Featured Poets: Alan Chazaro and Thea Matthews
Alan Chazaro
Alan is a San Francisco Bay Area local and Mexican American educator and writer. In 2018 he graduated with his MFA in Creative Writing from the University of San Francisco where he was a Lawrence Ferlinghetti Poetry Fellow, which is awarded to a writer “whose work embodies a concern for social justice and freedom of expression.” Previously, he attended Foothill Community College, and later UC Berkeley, where he participated in June Jordan’s Poetry for the People program. His first poetry collection, This Is Not a Frank Ocean Cover Album, was the winner of the 2018 Black River Chapbook Competition and his second, Piñata Theory, was given the 2018 Hudson Prize. They are both available with Black Lawrence Press. Currently, he’s working as an adjunct professor at the University of San Francisco. Be sure to check out the Forum blog, forumccsf.org, for an interview with Alan. He met with Forum staff for an intimate interview where we discussed anything and everything: the changing Bay Area, rap music, how he spent 9 years as a public high school teacher, what it’s like to be a writer of color, and more.
Glass Beach Burial
While Draped in a Bandana, Because Big Smoke is in the Air
Northern California is not a daydream
but a landfill, with signs saying don’t turn your back on the ocean. Since childhood, I’ve mapped the lines of these interstates like a tattoo on hands I’ve never asked for. Flipside: California is the tattoo and the ink and the hustle above unbroken bones; it is the cartilage housing eucalyptus roots in
a drought. It is the drought and it is
the fire and there are not enough
beds to be slept in but still we burn and mouth ourselves wide enough to hold
redwoods and coastlines and everything here is splitting, or has already been
split, and we are laughing
beneath this sunset. Rewind: there
are many shades of soil beneath this
surface — which are you ?
There are many you’s beneath every beachfront — which do you hold closest ? The air
is warm but we wear hoodies and ice
never haunts our songs but still
we sing. I’m saying: this is
and isn’t what we want it to be. There are orchards of unpicked ambition to harvest inside all of us. We are drawn to the curvature of this light. We all want to rest here.
Red Cloud Litany
In Richmond, a red cross is burning
at a Methodist Church. This isn’t a metaphor.
If you walk to the Point, you can see everything around here: the Bay Bridge; Mount Tamalpais;
fishermen; anchored yachts; warehouses and shipyards. What else does this countryside hold ?
Today is the shade of death. It is the apocalypse, in a literal sense. I feel the grim reaper breathing
but not whispering anything. I should be horrified; instead I grab my camera and hop the chain link fence.

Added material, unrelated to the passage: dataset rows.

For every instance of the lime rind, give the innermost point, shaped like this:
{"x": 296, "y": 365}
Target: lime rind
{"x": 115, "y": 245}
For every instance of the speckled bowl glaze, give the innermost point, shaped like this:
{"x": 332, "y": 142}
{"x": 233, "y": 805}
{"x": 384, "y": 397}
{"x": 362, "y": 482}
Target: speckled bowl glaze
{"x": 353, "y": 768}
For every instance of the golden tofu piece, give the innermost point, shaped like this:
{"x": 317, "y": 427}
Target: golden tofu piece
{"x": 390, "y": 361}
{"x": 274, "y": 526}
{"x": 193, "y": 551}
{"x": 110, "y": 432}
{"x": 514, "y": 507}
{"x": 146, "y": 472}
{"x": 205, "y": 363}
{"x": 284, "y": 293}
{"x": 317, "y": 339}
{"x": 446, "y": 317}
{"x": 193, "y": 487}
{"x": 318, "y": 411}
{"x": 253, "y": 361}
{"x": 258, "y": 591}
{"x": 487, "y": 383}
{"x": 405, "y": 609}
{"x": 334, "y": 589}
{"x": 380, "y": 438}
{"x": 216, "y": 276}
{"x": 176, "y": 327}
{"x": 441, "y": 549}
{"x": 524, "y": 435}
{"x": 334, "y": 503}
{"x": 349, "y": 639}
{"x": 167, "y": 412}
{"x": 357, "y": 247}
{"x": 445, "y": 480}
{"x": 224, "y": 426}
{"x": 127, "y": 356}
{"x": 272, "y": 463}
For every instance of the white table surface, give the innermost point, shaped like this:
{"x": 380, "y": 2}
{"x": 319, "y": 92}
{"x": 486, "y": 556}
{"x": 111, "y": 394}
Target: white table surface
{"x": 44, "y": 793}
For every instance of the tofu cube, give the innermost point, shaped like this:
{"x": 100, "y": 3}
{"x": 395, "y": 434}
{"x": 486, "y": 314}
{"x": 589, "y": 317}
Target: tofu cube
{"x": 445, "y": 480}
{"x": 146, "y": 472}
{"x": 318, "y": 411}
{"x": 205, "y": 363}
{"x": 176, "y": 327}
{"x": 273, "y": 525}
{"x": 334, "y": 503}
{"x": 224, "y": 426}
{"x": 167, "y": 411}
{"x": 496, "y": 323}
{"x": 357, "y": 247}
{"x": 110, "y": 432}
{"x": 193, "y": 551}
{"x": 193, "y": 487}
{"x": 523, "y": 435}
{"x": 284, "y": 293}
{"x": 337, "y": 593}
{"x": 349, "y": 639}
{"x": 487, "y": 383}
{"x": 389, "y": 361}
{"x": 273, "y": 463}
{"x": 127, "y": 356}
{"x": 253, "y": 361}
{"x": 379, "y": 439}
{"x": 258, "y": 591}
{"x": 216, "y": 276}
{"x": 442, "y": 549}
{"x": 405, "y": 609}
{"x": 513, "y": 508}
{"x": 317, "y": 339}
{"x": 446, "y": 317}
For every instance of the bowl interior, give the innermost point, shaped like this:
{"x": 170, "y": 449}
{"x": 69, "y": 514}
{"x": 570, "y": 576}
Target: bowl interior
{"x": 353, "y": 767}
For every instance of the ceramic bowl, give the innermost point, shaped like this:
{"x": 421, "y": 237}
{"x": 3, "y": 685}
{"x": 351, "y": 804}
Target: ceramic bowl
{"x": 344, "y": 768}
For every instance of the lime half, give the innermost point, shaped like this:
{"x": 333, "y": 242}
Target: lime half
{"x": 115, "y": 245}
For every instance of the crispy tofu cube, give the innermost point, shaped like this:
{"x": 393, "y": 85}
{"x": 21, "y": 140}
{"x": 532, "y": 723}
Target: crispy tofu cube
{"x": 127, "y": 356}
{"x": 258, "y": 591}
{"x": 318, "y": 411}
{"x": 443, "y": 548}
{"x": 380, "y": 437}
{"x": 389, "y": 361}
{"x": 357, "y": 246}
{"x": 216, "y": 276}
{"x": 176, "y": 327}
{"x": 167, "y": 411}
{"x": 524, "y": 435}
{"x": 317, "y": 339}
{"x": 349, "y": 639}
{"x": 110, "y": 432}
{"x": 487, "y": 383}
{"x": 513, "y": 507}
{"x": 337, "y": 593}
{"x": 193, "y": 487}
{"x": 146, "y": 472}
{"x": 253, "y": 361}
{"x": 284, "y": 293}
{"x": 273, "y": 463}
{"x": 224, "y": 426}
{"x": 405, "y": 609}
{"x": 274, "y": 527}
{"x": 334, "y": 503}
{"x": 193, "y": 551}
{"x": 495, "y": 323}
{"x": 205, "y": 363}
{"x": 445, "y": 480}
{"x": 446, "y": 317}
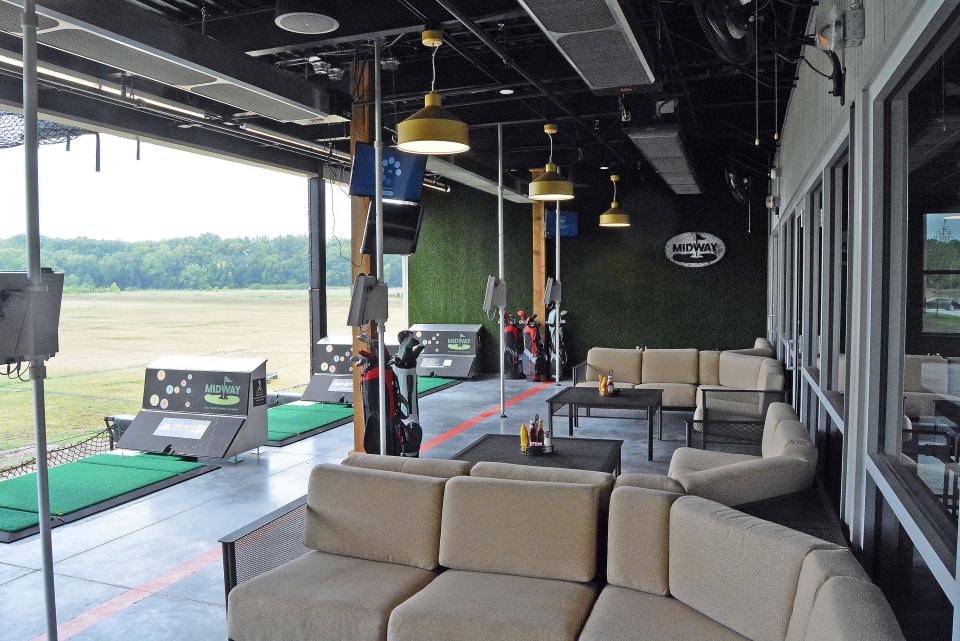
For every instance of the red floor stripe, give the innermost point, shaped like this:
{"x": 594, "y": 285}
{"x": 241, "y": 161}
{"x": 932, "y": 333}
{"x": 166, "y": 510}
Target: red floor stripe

I aim my shutters and click. I don’t want to forget what it felt like when we were all buried.
Thea Matthews
Thea visited City College via Zoom to read from her first book of poems, Unearth [The Flowers] (Red Light Press). Thea started her academic life at City College where she took poetry and sociology classes. Her book is about survival and it travels through the stages of grief to find healing — and flowers. One student in the audience, Katherine Wong, perfectly captured the impact of Thea’s return to her alma mater in a reflection for her English 1B class:
“This reading was such a great experience. She was so passionate about poetry and talking about her experiences. It was a little shocking that she used to be a CCSF student. She knew what she wanted to do and she seems so determined. It’s amazing to be around that kind of energy.”
Born and raised in San Francisco, California, Thea is a queer black feminist activist, poet, educator, and author. She is Afro Latinx with Black, Indigenous, Mexican blood who writes on the complexities of humanity, grief, and resiliency. She earned her BA in Sociology at UC Berkeley where she studied and taught June Jordan’s program Poetry for the People directed by Black feminist author Aya de Leon. Currently, Thea is a public health researcher and an MFA candidate for Creative Writing at New York University. She is the poetry editor for For Women Who Roar™. And she has work in the Atlanta Review, The Rumpus, The Acentos Review, Foglifter Journal, and others.
Ready to Boost I.
Definition
Boost — (v.) to steal; shoplift
The hope for a new life
or death is near
They see everything as a price tag a small bag curled up under a tongue.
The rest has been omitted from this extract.